If you want to transfer the cache to another computer, or preserve its contents for later use, you can use the functions export_download_cache to produce a ZIP file listing some or all of the cache contents, and import_download_cache to load the astropy cache from such a ZIP file.

The Astropy cache has changed format - once in the Python 2 to Python 3 transition, and again before Astropy version 4.0.2 to resolve some concurrency problems that arose on some compute clusters. Each version of the cache is in its own subdirectory, so the old versions do not interfere with the new versions and vice versa, but their contents are not used by this version and are not cleared by clear_download_cache. To remove these old cache directories, you can run:

>>> from shutil import rmtree
>>> from os.path import join
>>> from astropy.config.paths import get_cache_dir
>>> rmtree(join(get_cache_dir(), 'download', 'py2'), ignore_errors=True)  
>>> rmtree(join(get_cache_dir(), 'download', 'py3'), ignore_errors=True)  

Using Astropy With Limited or No Internet Access

You might want to use astropy on a telescope control machine behind a strict firewall. Or you might be running continuous integration (CI) on your astropy server and want to avoid hammering astronomy servers on every pull request for every architecture. Or you might not have access to US government or military web servers. Whichever is the case, you may need to avoid astropy needing data from the Internet. There is no simple and complete solution to this problem at the moment, but there are tools that can help.

Exactly which external data your project depends on will depend on what parts of astropy you use and how. The most general solution is to use a computer that can access the Internet to run a version of your calculation that pulls in all of the data files you will require, including sufficiently up-to-date versions of files like the IERS data that update regularly. Then once the cache on this connected machine is loaded with everything necessary, transport the cache contents to your target machine by whatever means you have available, whether by copying via an intermediate machine, portable disk drive, or some other tool. The cache directory itself is somewhat portable between machines of the same UNIX flavour; this may be sufficient if you can persuade your CI system to cache the directory between runs. For greater portability, though, you can simply use export_download_cache and import_download_cache, which are portable and will allow adding files to an existing cache directory.

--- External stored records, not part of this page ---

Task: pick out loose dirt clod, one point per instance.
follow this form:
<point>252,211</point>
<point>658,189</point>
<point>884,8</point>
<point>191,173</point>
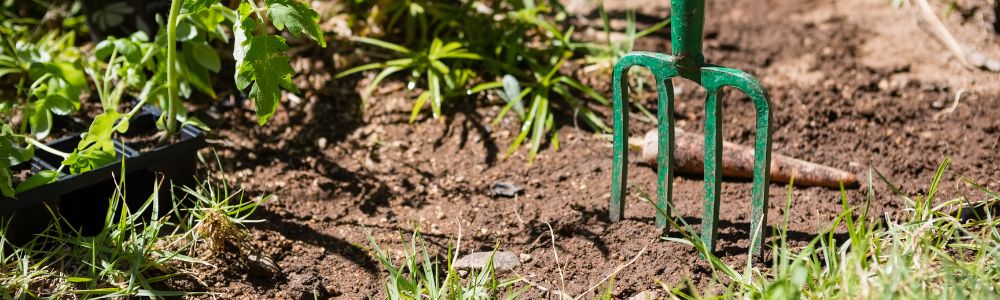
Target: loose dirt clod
<point>502,261</point>
<point>737,162</point>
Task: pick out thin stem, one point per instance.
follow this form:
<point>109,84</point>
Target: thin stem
<point>42,146</point>
<point>172,97</point>
<point>24,122</point>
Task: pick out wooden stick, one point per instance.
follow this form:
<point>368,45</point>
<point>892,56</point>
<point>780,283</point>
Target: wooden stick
<point>737,162</point>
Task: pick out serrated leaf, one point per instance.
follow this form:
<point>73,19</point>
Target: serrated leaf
<point>197,75</point>
<point>186,31</point>
<point>37,180</point>
<point>195,6</point>
<point>95,148</point>
<point>298,17</point>
<point>266,67</point>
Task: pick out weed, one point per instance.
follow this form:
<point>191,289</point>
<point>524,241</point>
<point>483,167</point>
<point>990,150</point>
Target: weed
<point>418,277</point>
<point>136,250</point>
<point>928,253</point>
<point>218,215</point>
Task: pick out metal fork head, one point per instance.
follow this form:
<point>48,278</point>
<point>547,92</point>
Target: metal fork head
<point>687,61</point>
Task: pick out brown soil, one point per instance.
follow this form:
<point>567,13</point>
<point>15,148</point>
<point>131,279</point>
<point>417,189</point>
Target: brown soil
<point>853,84</point>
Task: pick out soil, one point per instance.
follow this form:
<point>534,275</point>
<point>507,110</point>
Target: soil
<point>856,85</point>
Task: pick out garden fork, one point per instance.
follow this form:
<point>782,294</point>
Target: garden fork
<point>687,61</point>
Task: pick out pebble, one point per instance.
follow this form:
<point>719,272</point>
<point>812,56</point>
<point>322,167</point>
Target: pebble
<point>644,295</point>
<point>262,266</point>
<point>502,260</point>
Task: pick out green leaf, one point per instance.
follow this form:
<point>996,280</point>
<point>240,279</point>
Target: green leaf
<point>297,16</point>
<point>186,31</point>
<point>382,44</point>
<point>37,180</point>
<point>60,105</point>
<point>11,154</point>
<point>205,55</point>
<point>104,49</point>
<point>40,120</point>
<point>195,6</point>
<point>129,50</point>
<point>266,67</point>
<point>6,183</point>
<point>96,148</point>
<point>197,75</point>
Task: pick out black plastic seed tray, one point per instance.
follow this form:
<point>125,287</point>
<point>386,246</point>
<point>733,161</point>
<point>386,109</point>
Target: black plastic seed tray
<point>82,199</point>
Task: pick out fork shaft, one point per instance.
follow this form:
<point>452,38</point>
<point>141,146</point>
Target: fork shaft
<point>687,21</point>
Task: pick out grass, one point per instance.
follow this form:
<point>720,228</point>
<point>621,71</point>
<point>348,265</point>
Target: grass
<point>926,253</point>
<point>416,276</point>
<point>133,254</point>
<point>521,50</point>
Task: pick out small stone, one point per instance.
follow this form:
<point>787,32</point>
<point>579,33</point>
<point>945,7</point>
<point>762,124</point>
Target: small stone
<point>506,189</point>
<point>262,266</point>
<point>502,261</point>
<point>644,295</point>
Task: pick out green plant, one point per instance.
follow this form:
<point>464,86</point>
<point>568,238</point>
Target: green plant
<point>418,277</point>
<point>539,120</point>
<point>124,258</point>
<point>928,253</point>
<point>219,214</point>
<point>441,79</point>
<point>47,80</point>
<point>134,252</point>
<point>261,60</point>
<point>515,44</point>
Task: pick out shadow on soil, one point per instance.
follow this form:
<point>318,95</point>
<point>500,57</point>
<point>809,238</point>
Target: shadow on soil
<point>303,233</point>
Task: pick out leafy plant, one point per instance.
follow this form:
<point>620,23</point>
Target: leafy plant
<point>539,120</point>
<point>418,277</point>
<point>261,62</point>
<point>515,43</point>
<point>219,214</point>
<point>124,258</point>
<point>47,82</point>
<point>430,62</point>
<point>927,253</point>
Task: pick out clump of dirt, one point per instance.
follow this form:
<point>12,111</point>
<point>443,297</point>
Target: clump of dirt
<point>336,175</point>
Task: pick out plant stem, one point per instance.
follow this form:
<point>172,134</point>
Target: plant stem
<point>42,146</point>
<point>172,97</point>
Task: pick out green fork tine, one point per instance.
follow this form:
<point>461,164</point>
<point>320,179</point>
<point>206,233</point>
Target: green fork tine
<point>687,61</point>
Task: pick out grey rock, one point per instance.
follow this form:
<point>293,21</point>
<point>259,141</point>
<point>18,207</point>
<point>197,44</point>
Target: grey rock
<point>261,265</point>
<point>502,261</point>
<point>644,295</point>
<point>506,189</point>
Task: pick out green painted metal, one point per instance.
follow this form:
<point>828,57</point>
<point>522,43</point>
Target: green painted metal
<point>687,61</point>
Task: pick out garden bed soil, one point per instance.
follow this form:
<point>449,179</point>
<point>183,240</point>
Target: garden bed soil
<point>854,84</point>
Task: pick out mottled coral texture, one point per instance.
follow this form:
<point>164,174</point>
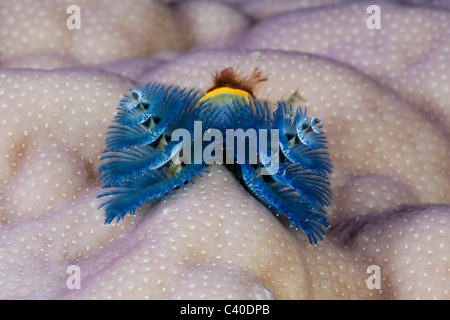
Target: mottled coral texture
<point>384,97</point>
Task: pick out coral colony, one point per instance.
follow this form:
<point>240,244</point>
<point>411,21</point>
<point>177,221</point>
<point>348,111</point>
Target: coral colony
<point>164,135</point>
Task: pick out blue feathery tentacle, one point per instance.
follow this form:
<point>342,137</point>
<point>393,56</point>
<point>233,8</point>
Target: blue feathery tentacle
<point>142,104</point>
<point>171,101</point>
<point>315,189</point>
<point>139,156</point>
<point>149,185</point>
<point>128,162</point>
<point>286,201</point>
<point>312,155</point>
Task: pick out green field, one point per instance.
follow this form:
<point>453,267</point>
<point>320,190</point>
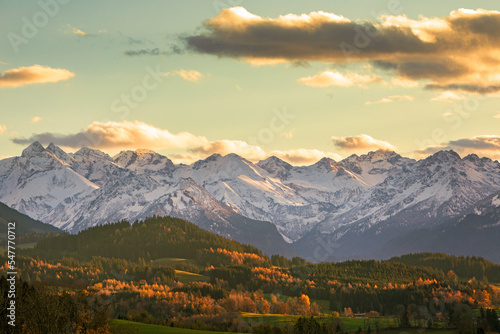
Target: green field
<point>351,324</point>
<point>155,329</point>
<point>253,319</point>
<point>418,330</point>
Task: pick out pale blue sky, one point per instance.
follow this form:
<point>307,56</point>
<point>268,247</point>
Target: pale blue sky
<point>233,100</point>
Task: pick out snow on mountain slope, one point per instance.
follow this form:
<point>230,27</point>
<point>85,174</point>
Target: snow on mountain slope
<point>96,166</point>
<point>39,180</point>
<point>142,160</point>
<point>424,194</point>
<point>357,203</point>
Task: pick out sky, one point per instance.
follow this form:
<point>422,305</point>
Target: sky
<point>296,79</point>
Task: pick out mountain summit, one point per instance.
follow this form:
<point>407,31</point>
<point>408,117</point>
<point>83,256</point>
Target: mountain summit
<point>357,204</point>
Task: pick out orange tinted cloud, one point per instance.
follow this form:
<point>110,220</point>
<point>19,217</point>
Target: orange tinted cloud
<point>460,51</point>
<point>361,142</point>
<point>335,78</point>
<point>192,75</point>
<point>133,135</point>
<point>32,75</point>
<point>484,145</point>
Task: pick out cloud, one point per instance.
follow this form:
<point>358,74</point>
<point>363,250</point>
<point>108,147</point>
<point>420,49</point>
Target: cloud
<point>75,31</point>
<point>404,82</point>
<point>303,156</point>
<point>334,78</point>
<point>459,51</point>
<point>174,50</point>
<point>287,135</point>
<point>361,142</point>
<point>192,75</point>
<point>132,135</point>
<point>224,147</point>
<point>448,97</point>
<point>484,145</point>
<point>392,99</point>
<point>32,75</point>
<point>118,135</point>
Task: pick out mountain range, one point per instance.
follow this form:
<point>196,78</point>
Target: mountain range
<point>374,205</point>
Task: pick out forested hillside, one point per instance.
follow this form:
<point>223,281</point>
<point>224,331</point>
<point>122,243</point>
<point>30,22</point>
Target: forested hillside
<point>463,266</point>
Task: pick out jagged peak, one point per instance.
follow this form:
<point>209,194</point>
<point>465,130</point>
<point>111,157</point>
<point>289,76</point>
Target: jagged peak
<point>327,163</point>
<point>274,160</point>
<point>59,153</point>
<point>445,155</point>
<point>142,151</point>
<point>87,153</point>
<point>33,149</point>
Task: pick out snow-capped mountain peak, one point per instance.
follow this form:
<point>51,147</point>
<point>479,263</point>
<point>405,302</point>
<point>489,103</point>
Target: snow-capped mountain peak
<point>35,149</point>
<point>378,194</point>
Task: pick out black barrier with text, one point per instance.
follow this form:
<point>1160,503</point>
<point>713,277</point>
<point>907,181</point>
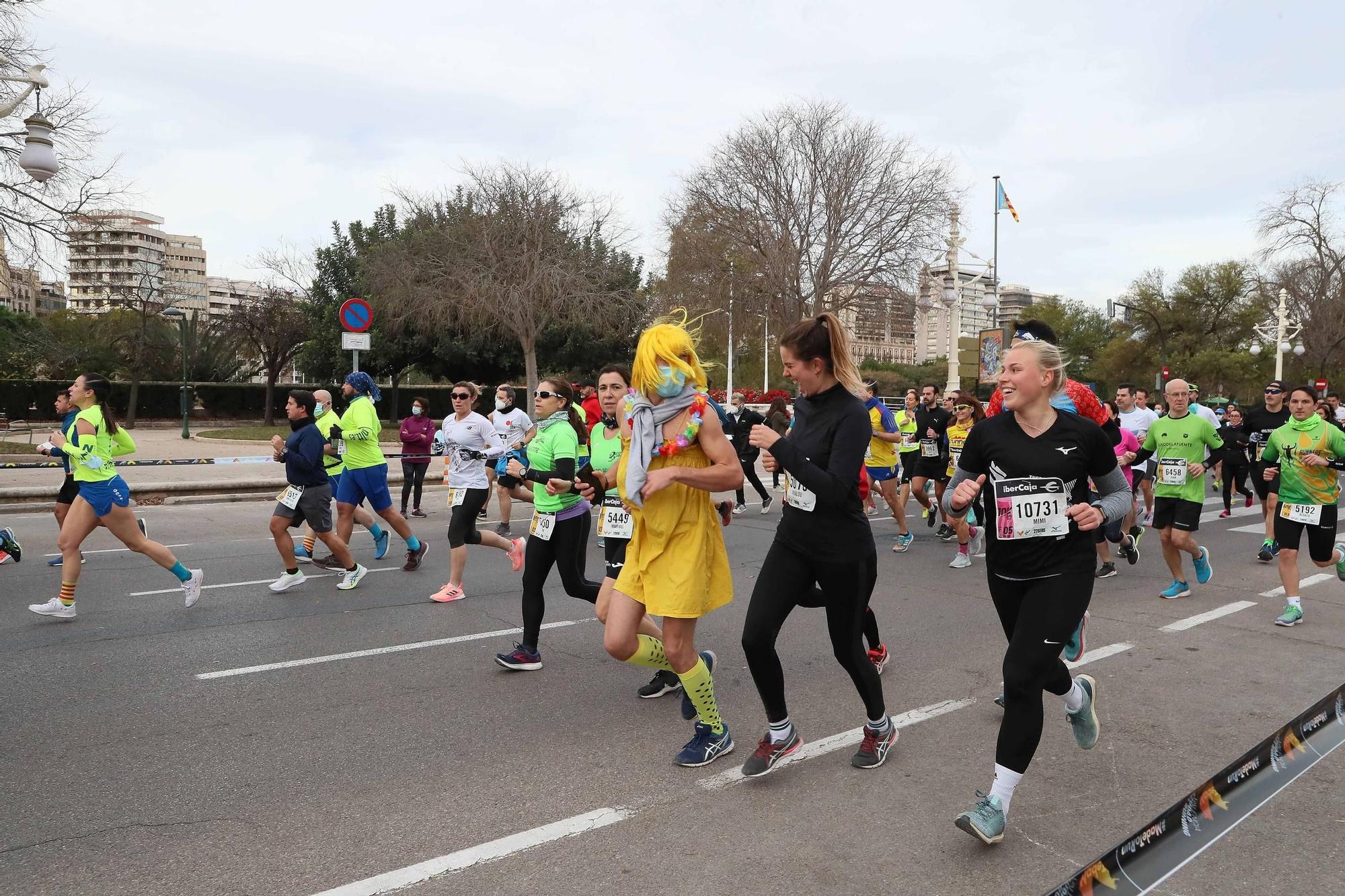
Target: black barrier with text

If your application needs IERS data specifically, you can download the appropriate IERS table, covering the appropriate time span, by any means you find convenient. You can then load this file into your application and use the resulting table rather than IERS_Auto. In fact, the IERS B table is small enough that a version (not necessarily recent) is bundled with astropy as astropy.utils.iers.IERS_B_FILE. Using a specific non-automatic table also has the advantage of giving you control over exactly which version of the IERS data your application is using. See also Working offline.

If your issue is with certain specific servers, even if they are the ones astropy normally uses, if you can anticipate exactly which files will be needed (or just pick up after astropy fails to obtain them) and make those files available somewhere else, you can request they be downloaded to the cache using download_file with the sources argument set to locations you know do work. You can also set sources to an empty list to ensure that download_file does not attempt to use the Internet at all.

If you have a particular URL that is giving you trouble, you can download it using some other tool (e.g., wget), possibly on another machine, and then use import_file_to_cache.

Astropy Data and Clusters

Astronomical calculations often require the use of a large number of different processes on different machines with a shared home filesystem. This can pose certain complexities. In particular, if the many different processes attempt to download a file simultaneously this can overload a server or trigger security systems. The parallel access to the home directory can also trigger concurrency problems in the Astropy data cache, though we have tried to minimize these. We therefore recommend the following guidelines:

  • Write a simple script that sets astropy.utils.iers.conf.auto_download = True and then accesses all cached resources your code will need, including source name lookups and IERS tables. Run it on the head node from time to time (frequently enough to beat the timeout astropy.utils.iers.conf.auto_max_age, which defaults to 30 days) to ensure all data is up to date.

  • Make an Astropy config file (see Configuration System (astropy.config)) that sets astropy.utils.iers.conf.auto_download = False so that the worker jobs will not suddenly notice an out-of-date table all at once and frantically attempt to download it.

  • Optionally, in this file, set astropy.utils.data.conf.remote_timeout = 0 to prevent any attempt to download any file from the worker nodes; if you do this, you will need to override this setting in your script that does the actual downloading.

Now your worker nodes should not need to obtain anything from the Internet and all should run smoothly.